The Value of Reading a 200-year-old story in a 100-year-old book

(Bookmark gifted by a 3-year-old grandson who generously shared his truck stickers.)

November 4, 2023

When leaves dance across the walkway and autumn’s chill is in the air, I like to take out an old copy of Washington Irving’s Sleepy Hollow to get in the mood for Halloween.

This small-format book exhibits the usual signs of wear. The fore edge is darkened by dust and age. The Copyright page is torn out, so I can’t date it exactly, but the publisher – The Platt & Peck Co. in New York – I’ve learned, operated from the late 19th century to the early 20th century. There’s a color plate of the main character, schoolmaster Ichabod Crane, in the beginning on the inside left with the same image replicated on the cover. There is nothing on the back.

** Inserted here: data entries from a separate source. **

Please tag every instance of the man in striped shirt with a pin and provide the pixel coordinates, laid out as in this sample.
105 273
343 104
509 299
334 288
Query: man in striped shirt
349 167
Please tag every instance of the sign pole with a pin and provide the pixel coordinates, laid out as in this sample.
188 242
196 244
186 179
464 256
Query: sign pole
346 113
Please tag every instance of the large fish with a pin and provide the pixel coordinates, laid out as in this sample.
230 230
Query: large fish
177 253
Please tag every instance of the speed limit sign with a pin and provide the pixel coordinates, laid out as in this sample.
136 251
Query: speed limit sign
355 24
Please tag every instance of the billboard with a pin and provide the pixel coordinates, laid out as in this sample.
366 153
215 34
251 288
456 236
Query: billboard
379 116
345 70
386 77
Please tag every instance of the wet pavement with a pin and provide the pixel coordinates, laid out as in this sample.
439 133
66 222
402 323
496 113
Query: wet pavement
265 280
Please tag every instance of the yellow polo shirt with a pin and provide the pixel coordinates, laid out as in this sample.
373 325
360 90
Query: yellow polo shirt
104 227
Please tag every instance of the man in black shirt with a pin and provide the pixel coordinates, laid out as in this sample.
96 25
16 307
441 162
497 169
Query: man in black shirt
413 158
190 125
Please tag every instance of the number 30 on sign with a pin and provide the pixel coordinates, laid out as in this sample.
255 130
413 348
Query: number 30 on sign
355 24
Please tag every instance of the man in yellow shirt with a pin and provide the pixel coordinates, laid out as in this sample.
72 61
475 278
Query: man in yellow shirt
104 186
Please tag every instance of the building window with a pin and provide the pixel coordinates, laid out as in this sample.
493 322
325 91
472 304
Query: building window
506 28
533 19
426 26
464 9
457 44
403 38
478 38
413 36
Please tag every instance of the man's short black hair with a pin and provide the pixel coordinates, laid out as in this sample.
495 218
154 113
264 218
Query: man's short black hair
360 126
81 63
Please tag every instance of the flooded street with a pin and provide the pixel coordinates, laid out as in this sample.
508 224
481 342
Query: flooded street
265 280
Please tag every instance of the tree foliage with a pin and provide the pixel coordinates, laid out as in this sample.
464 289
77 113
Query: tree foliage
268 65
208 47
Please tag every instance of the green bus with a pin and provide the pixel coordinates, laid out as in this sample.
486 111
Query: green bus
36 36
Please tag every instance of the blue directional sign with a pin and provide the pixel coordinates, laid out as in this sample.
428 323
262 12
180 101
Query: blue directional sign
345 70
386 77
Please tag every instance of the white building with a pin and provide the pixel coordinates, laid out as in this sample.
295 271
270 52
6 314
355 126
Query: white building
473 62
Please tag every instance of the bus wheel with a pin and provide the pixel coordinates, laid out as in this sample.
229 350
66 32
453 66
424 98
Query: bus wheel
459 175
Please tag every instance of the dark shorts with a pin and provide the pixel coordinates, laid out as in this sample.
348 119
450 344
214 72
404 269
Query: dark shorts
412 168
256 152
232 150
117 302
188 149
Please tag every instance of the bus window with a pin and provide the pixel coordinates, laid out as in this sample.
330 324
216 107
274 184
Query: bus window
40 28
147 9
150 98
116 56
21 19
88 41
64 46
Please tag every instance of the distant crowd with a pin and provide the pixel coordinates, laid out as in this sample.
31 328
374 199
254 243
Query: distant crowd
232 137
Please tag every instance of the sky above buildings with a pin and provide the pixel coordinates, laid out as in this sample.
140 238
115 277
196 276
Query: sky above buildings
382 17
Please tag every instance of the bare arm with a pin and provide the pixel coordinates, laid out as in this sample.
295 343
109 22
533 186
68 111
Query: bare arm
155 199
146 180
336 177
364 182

The pages are intact, though slightly yellowed, displaying justified handset type, slightly askew occasionally as they pull into the binding. There’s charm in that. The paper stock is weighty and offers a tactile reward. There are lovely, wide margins, relaxing on the eyes, making for a quick, easy read, reminding me that consumable content is important. Interestingly, there is no writing on the spine so perhaps this book was never intended for a library shelf.

But I digress. I’m here to talk about the story – a tale so simple, it’s child-like, but as with many classics, can be enjoyed by adults who read between the lines.

This is not a monumental literary work but rather, a dutiful account of life in Colonial America, in New York state along the Hudson River, during the years preceding 1815-1819 when it was written. It was originally published in installments as part of “The Sketch Book.”

I’ve learned that Washington Irving spent time in Tarrytown, NY (where Sleepy Hollow is set; yes, there’s a real town by that name) in 1798, when he and his family escaped a Yellow Fever epidemic in New York City.

This experience supports the adage “write what you know,” because through his details, I can feel the forest, smell the earth, and see the expanse of water that is the river. (It doesn’t hurt that I grew up in the region and can attest to his accuracy.)

“The forests had put on their sober brown and yellow, while some trees of the tenderer kind had been nipped by the frost into brilliant dyes of orange, purple, and scarlet. Streaming files of wild ducks began to make their appearance high in the air.”… “On all sides he beheld vast store of apples; some hanging in oppressive opulence on the trees, some gathered into baskets and barrels for the markets, others heaped up in rich piles for the cider-press. Farther on, he beheld great fields of Indian corn, with its golden ears peeping from their leafy coverts, holding out the promise of cakes and hasty pudding.”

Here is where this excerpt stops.